Su fama creció cuando El manantial fue llevada al cine por King Vidor en 1949. Gary Cooper interpreta a un arquitecto que lucha contra el sistema y prefiere destruir sus edificios antes que ceder a las presiones políticas. Su monólogo final, épico y abstracto, resume la filosofía randiana: solo un mundo donde el poder esté en manos de los audaces, de los genios, de los creadores puede progresar. Gary Cooper confesó no haber entendido el discurso que pronunció y no es de extrañar, dura cinco eternos minutos y es rico en esa palabrería que suena a gloria pero que contiene una gran barbaridad que no se capta a la primera. El envoltorio no puede ser más atractivo: es Gary Cooper, es King Vidor, tiene la apariencia inequívoca que otorgaba Hollywood a los hombres que luchan contra sistema, pero dentro de esa retórica grandilocuente hay un piedra que se lanza contra el débil y el que depende de la ayuda social.

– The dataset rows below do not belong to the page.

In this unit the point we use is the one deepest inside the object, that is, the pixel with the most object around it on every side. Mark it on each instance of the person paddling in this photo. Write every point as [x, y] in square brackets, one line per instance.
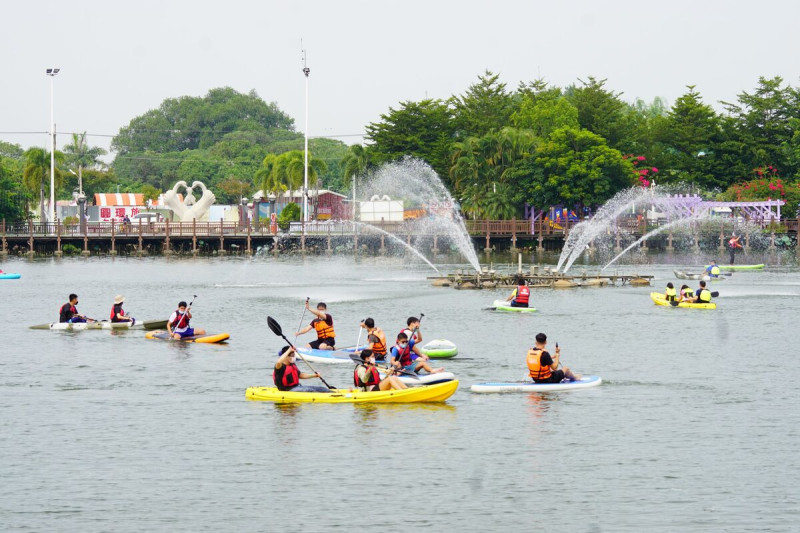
[406, 356]
[733, 244]
[323, 324]
[287, 376]
[178, 323]
[543, 367]
[702, 295]
[521, 295]
[670, 293]
[117, 314]
[367, 378]
[69, 311]
[713, 270]
[376, 339]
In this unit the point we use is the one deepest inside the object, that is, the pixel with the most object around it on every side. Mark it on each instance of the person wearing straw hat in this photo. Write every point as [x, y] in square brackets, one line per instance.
[117, 314]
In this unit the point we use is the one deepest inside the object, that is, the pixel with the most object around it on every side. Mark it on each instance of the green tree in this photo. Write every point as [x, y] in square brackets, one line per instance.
[575, 167]
[36, 175]
[81, 155]
[486, 106]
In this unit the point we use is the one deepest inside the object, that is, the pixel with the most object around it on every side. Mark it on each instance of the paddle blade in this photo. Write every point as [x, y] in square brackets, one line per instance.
[274, 326]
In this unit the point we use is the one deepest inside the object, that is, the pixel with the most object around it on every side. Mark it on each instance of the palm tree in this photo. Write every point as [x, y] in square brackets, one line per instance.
[82, 155]
[36, 174]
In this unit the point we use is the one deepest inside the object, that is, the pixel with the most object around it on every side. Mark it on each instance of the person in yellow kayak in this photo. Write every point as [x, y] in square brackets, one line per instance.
[323, 324]
[713, 270]
[702, 295]
[178, 323]
[670, 293]
[367, 378]
[117, 314]
[521, 295]
[287, 376]
[543, 367]
[376, 339]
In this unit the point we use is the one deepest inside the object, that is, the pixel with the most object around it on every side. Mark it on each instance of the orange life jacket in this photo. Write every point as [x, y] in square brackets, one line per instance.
[324, 331]
[537, 371]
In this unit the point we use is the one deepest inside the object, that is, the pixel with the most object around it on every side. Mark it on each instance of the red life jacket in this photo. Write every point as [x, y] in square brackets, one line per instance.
[287, 377]
[373, 378]
[523, 293]
[182, 321]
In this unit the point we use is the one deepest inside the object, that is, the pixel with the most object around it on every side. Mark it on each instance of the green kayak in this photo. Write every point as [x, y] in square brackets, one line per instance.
[741, 267]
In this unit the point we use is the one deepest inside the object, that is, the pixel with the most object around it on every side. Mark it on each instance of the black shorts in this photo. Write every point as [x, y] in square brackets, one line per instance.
[315, 344]
[555, 377]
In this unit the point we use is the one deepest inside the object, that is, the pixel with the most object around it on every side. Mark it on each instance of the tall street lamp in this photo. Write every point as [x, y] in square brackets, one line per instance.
[52, 73]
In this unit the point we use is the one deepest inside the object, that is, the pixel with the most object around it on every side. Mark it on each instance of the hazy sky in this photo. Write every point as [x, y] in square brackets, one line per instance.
[121, 59]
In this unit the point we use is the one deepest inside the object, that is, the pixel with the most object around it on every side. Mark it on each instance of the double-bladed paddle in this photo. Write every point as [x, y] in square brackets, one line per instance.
[276, 329]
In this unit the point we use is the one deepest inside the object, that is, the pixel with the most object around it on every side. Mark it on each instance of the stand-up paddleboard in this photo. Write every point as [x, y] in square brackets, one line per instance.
[439, 349]
[529, 386]
[503, 305]
[204, 339]
[103, 324]
[741, 267]
[422, 379]
[660, 299]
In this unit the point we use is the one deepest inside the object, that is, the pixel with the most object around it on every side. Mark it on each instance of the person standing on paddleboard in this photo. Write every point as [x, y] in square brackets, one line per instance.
[323, 324]
[543, 367]
[178, 323]
[733, 244]
[521, 295]
[117, 314]
[376, 339]
[367, 378]
[69, 311]
[287, 376]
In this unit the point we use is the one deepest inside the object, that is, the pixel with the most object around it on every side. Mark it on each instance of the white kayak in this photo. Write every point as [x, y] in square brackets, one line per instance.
[423, 379]
[529, 386]
[101, 324]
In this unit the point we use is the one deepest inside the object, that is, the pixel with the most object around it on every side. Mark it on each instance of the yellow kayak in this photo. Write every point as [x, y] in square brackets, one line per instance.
[659, 299]
[430, 393]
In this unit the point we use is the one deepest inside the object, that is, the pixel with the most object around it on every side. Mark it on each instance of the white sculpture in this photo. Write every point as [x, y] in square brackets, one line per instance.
[190, 209]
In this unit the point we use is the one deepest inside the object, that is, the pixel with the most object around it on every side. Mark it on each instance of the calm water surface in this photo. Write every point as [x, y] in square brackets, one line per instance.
[694, 429]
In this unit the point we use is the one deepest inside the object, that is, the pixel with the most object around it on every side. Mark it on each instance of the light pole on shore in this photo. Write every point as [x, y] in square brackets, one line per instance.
[52, 212]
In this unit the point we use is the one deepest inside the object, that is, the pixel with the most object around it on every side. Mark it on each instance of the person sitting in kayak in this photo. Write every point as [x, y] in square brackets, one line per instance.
[69, 311]
[287, 376]
[702, 295]
[117, 314]
[670, 294]
[412, 330]
[323, 323]
[367, 378]
[178, 323]
[376, 339]
[406, 356]
[543, 367]
[713, 270]
[521, 295]
[686, 294]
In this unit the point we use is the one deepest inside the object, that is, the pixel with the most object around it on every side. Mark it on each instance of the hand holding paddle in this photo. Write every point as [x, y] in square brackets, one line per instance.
[276, 329]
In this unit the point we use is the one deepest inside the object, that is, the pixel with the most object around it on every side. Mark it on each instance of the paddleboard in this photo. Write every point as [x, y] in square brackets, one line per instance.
[203, 339]
[104, 324]
[431, 393]
[439, 349]
[659, 299]
[530, 386]
[503, 305]
[742, 267]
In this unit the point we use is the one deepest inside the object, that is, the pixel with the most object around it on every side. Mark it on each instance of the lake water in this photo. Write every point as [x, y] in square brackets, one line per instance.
[695, 427]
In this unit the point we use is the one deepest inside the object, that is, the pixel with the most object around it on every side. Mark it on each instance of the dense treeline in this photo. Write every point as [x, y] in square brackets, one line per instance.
[495, 148]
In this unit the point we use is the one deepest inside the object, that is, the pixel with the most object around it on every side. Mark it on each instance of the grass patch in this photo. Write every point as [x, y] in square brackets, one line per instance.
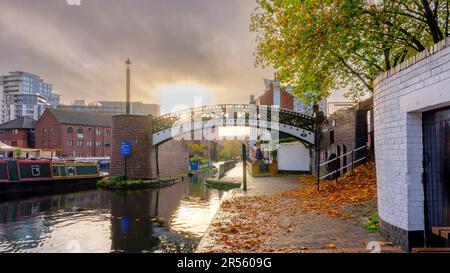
[223, 184]
[120, 183]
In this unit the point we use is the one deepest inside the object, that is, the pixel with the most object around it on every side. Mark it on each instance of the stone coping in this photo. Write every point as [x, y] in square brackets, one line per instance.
[413, 60]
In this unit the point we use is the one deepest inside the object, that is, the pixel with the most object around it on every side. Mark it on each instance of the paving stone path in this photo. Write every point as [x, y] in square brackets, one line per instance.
[312, 231]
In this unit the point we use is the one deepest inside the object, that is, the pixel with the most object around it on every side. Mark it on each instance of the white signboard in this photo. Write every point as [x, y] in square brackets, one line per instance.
[293, 157]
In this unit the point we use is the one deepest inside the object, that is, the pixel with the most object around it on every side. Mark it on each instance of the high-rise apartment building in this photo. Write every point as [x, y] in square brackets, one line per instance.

Ni los críticos literarios ni los filósofos ni los economistas se han tomado muy en serio a esta escritora que asumió como logotipo de su fundación el signo del dólar, pero el caso es que Ayn Rand fue nombrada en 2016 por Vanity Fair la pensadora más influyente entre los líderes tecnológicos (superando a Steve Jobs). Y es habitual que empresarios como el controvertido creador de Uber o el recientemente destituido director de Whole Foods la llamen maestra. Se ve que, como leíamos en un reciente reportaje de The New York Times, los célebres discípulos de Rand no son precisamente un ejemplo de virtud empresarial. Y entre todos ellos, su seguidor más célebre, su Fan Number One, el presidente de los Estados Unidos, que habla de ella como su escritora favorita. No sabemos entre cuántos tuvo que lidiar Rand para conseguir tan insigne posición, pero de una manera u otra se ha colado en los discursos de Trump, en uno como este que pronunció en la campaña presidencial: “Hay una estructura de poder global que roba a nuestras clases trabajadoras, despoja al país de su riqueza y ha puesto el dinero en los bolsillos de un puñado de grandes corporaciones y de organizaciones políticas”. ¿Suena bien? Pues esa debe de ser la razón por la que desea arrebatarle al Estado corrupto el sistema de sanidad público, para que cada individuo tenga la libertad de decidir donde quiere o puede caerse muerto.